35.4 Omgevingsvergunning voor het uitvoeren van een werk, geen bouwwerk zijnde, of van werkzaamheden
a. Het is verboden zonder of in afwijking van een omgevingsvergunning de volgende andere werken of werkzaamheden uit te voeren of te laten uitvoeren:
1. grondwerkzaamheden dieper dan 0,3 m onder het maaiveld over een oppervlakte van meer dan 500 m2, waartoe worden gerekend diepploegen, mengwoelen, egaliseren van natuurlijk reliëf, ontginnen, aanleggen of vergraven van sloten, het aanleggen of rooien van bos of boomgaard, waarbij stobben worden verwijderd;
2. bodem verlagen of afgraven (ook voor het verwijderen van bestaande funderingen) van gronden waarvoor geen ontgrondingenvergunning is vereist;
3. het aanplanten van bomen of een houtig gewas voor zover het gaat om planten waar bij de oogst van de plant dan wel het verwijderen van de gehele plant, de bodem dieper dan 0,3 m onder het maaiveld leggen of rooien van bos of boomgaard waarbij stobben worden verwijderd;
4. het aanleggen van ondergrondse transport-, energie- of telecommunicatieleidingen en daarmee verband houdende constructies, installaties of apparatuur.
b. Het onder a opgenomen verbod geldt niet:
1. voor werken en werkzaamheden in het kader van het normale beheer en onderhoud, met inbegrip van onderhouds- en vervangingswerkzaamheden van bestaande bestratingen en beplantingen binnen bestaande tracés van kabels en leidingen;
2. het aanleggen van kabels en leidingen in sleuven van maximaal 0,50 m breed en 0,6 m onder maaiveld;
3. voor werken en werkzaamheden binnen een afstand van maximaal 2,50 m uit een bestaande fundering van een bestaand bouwwerk;
4. voor het uitvoeren van niet-bodemkerende werkzaamheden ten behoeve van het oplossen van een verdichte bodemstructuur (woelen) tot maximaal 0,4 m onder het maaiveld;
5. het aanbrengen van drainage;
6. ingeval op grond van de Monumentenwet 1988 een vergunning nodig is, dan wel overige bepalingen van de Monumentenwet 1988 van toepassing zijn;
7. voor werkzaamheden die plaatsvinden in relatie tot archeologisch onderzoek, uitgevoerd op basis van een door het bevoegd gezag goedgekeurd Programma van Eisen;
8. voor werken en werkzaamheden die reeds in uitvoering zijn of aanwezig zijn op het tijdstip van het van kracht worden van dit plan;
9. voor werken en werkzaamheden die mogen worden uitgevoerd krachtens een reeds verleende omgevingsvergunning.
c.

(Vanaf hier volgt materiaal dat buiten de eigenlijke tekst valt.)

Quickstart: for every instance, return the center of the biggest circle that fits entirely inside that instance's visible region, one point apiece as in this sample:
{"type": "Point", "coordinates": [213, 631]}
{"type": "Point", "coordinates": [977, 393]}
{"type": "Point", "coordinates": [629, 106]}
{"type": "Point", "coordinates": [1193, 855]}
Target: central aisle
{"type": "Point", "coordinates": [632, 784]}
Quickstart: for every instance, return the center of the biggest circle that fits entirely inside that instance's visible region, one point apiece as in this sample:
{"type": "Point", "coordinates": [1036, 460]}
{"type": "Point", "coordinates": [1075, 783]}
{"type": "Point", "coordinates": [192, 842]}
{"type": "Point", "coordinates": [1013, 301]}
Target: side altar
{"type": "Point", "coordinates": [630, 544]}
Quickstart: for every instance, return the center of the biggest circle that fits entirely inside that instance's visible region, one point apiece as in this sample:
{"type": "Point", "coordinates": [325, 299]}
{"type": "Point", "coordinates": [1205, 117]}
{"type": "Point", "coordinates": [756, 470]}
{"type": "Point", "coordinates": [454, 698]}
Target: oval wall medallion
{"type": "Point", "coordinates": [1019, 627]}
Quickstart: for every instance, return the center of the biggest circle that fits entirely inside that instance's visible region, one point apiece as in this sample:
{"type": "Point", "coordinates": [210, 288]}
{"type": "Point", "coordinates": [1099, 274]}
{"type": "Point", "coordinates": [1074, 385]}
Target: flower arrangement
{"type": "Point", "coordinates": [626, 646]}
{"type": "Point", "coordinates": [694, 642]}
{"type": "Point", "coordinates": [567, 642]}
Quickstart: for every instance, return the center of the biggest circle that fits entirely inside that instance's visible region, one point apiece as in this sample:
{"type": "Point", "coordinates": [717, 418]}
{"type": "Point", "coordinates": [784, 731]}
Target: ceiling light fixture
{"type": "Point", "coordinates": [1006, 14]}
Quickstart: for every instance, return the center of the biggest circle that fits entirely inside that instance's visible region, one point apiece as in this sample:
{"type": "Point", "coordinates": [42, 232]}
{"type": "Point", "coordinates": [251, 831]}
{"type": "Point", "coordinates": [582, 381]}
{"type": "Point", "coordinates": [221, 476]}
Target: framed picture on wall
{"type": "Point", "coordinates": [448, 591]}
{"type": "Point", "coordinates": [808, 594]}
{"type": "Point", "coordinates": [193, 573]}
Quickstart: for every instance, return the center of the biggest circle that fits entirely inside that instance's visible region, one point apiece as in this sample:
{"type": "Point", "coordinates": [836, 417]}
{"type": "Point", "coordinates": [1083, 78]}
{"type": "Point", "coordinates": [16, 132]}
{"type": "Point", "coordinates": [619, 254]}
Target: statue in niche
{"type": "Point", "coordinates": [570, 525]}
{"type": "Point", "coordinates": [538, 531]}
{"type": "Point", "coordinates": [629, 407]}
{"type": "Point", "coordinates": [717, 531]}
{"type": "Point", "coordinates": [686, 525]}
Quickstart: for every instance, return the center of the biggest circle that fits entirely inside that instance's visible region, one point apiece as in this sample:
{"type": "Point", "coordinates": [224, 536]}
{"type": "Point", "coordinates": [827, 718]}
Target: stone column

Voor de onder a genoemde vergunning gelden de volgende beoordelingscriteria:
1. de vergunning kan slechts worden verleend voor zover de archeologische waarden niet onevenredig worden aangetast, wat moet blijken uit een onderzoek dat de aanvrager bij de aanvraag voor een omgevingsvergunning als bedoeld sub a moet overleggen. In het onderzoek moeten de archeologische waarden van de gronden waarop de aanvraag betrekking heeft naar het oordeel van het bevoegd gezag voldoende zijn vastgesteld. Als het onderzoek daarvoor aanleiding geeft, moet op advies van de erkend archeoloog zo nodig een opgraving plaatsvinden;
2. het overleggen van een onderzoek is niet nodig als naar het oordeel van het bevoegd gezag de archeologische waarde van het terrein in andere beschikbare informatie voldoende is vastgesteld.
d. Overeenkomstig het in artikel 2.22, tweede lid van de Wet algemene bepalingen omgevingsrecht bepaalde kan het bevoegd gezag aan de omgevingsvergunning voorschriften verbinden, waaronder:
1. de verplichting tot het treffen van technische maatregelen, waardoor (ondanks de uitvoering van een bouw- of aanlegplan) archeologische resten in de bodem kunnen worden behouden, zoals het aanbrengen van een beschermende bodemlaag of andere voorzieningen die op dit doel zijn gericht; of
2. de verplichting tot het doen van opgravingen op basis van een door het bevoegd gezag goedgekeurd Programma van Eisen; of
3. de verplichting de activiteit die tot een bodemverstoring leidt, te laten begeleiden door een archeologisch deskundige op basis van een door het bevoegd gezag goedgekeurd Programma van Eisen.